Producing a context-free parser (i.e. a special class of finite state
    machine) is not an identified X3D requirement.  Whether or not a formally
    context-free parser can even parse the full semantic complexities VRML 97
    is of questionable merit and has not been demonstrated.  Multiple fast
    and small parsers (e.g. 44K Windows executable, zero bytes when in 
	 browser, others available) are already suitable for support of small-footprint core-profile browsers.
 
-  Naming collisions threaten extensibility.
Having duplicate names like 
<appearance> <Appearance> 
prevents generation of uniquely named accessor methods (e.g. getAppearance), setAppearance)
for component classes generated from the DTD.  Precluding the component interface model
precludes implementing extensibility - this wrapper-ambiguity problem must be resolved. 
 
In conclusion:
-  Overwhelming evidence against wrapper tags without demonstrated counterexamples.

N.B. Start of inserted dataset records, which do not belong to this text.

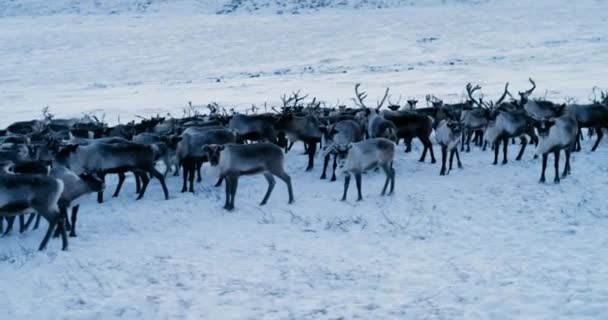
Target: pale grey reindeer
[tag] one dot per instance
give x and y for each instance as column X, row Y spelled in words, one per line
column 76, row 187
column 40, row 193
column 104, row 158
column 340, row 133
column 234, row 160
column 555, row 135
column 448, row 135
column 190, row 155
column 356, row 158
column 163, row 151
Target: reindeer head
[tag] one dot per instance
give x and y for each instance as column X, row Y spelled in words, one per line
column 94, row 183
column 544, row 126
column 213, row 152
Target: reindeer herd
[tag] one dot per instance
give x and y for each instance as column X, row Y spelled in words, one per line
column 48, row 165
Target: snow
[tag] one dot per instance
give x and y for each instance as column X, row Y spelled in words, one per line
column 484, row 242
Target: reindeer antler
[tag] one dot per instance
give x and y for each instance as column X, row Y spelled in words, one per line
column 381, row 103
column 504, row 94
column 527, row 93
column 360, row 96
column 470, row 91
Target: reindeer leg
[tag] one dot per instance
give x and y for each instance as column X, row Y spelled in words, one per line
column 199, row 165
column 10, row 221
column 121, row 180
column 387, row 170
column 63, row 213
column 358, row 183
column 191, row 173
column 600, row 134
column 271, row 182
column 333, row 175
column 567, row 166
column 287, row 179
column 74, row 217
column 27, row 223
column 21, row 223
column 463, row 138
column 312, row 148
column 346, row 183
column 444, row 151
column 228, row 192
column 451, row 159
column 159, row 176
column 100, row 193
column 524, row 143
column 137, row 182
column 556, row 155
column 542, row 175
column 325, row 164
column 37, row 221
column 49, row 232
column 504, row 150
column 185, row 175
column 145, row 181
column 235, row 184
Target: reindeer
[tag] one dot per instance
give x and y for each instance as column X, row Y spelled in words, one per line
column 448, row 135
column 510, row 120
column 475, row 119
column 190, row 155
column 555, row 135
column 233, row 161
column 75, row 188
column 301, row 128
column 593, row 116
column 340, row 133
column 40, row 193
column 358, row 157
column 104, row 158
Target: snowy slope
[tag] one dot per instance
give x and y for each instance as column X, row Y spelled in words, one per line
column 117, row 7
column 127, row 65
column 485, row 242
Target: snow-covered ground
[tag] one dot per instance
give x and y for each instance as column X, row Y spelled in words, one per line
column 485, row 242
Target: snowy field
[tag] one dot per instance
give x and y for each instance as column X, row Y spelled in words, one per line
column 485, row 242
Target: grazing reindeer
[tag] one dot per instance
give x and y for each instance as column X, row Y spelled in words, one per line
column 233, row 161
column 593, row 116
column 259, row 127
column 103, row 158
column 556, row 135
column 476, row 119
column 76, row 187
column 510, row 120
column 301, row 128
column 340, row 133
column 19, row 193
column 371, row 118
column 19, row 168
column 356, row 158
column 448, row 135
column 190, row 154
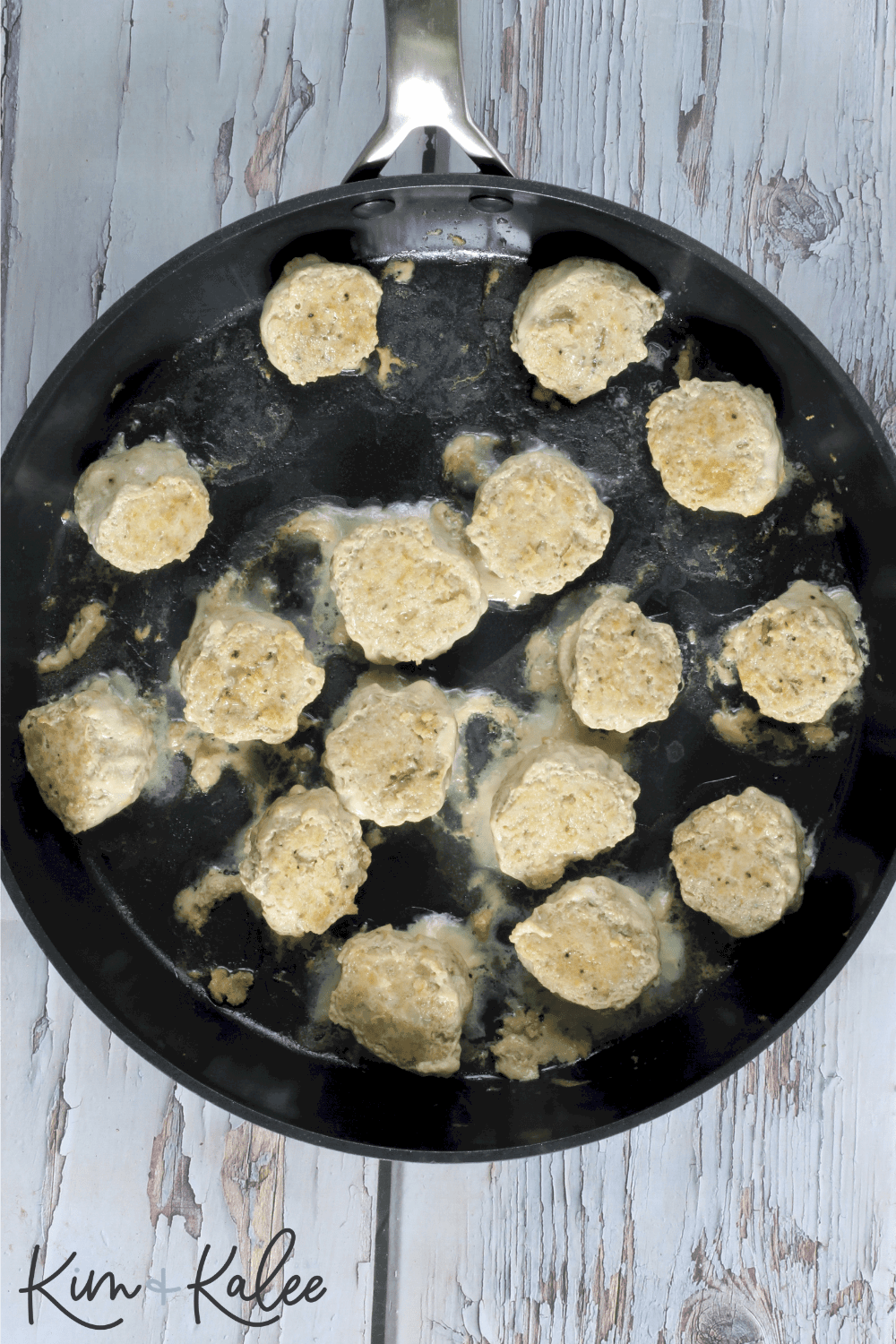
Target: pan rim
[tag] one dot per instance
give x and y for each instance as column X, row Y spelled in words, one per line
column 544, row 193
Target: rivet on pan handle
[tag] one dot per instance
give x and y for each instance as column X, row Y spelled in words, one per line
column 425, row 86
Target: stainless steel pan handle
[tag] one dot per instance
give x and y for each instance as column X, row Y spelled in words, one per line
column 425, row 86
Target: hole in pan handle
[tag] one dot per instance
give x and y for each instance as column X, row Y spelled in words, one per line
column 425, row 88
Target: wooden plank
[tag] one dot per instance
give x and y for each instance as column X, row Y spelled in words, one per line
column 137, row 1175
column 764, row 1204
column 134, row 129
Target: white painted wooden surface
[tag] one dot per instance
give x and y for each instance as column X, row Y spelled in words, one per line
column 764, row 1210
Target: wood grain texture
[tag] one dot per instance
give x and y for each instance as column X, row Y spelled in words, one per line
column 761, row 1212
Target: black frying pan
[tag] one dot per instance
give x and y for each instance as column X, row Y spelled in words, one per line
column 180, row 354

The large number of strong technical arguments against wrapper tags,
    combined with the large number of undemonstrated implementation questions,
    makes wrapper tag incorporation into the X3D DTD inadvisable and harmful.
    Failing to make such a major decision, without implementation evidence regarding most of these points, rejects
	 the "implement and evaluate" requirements of the X3D process.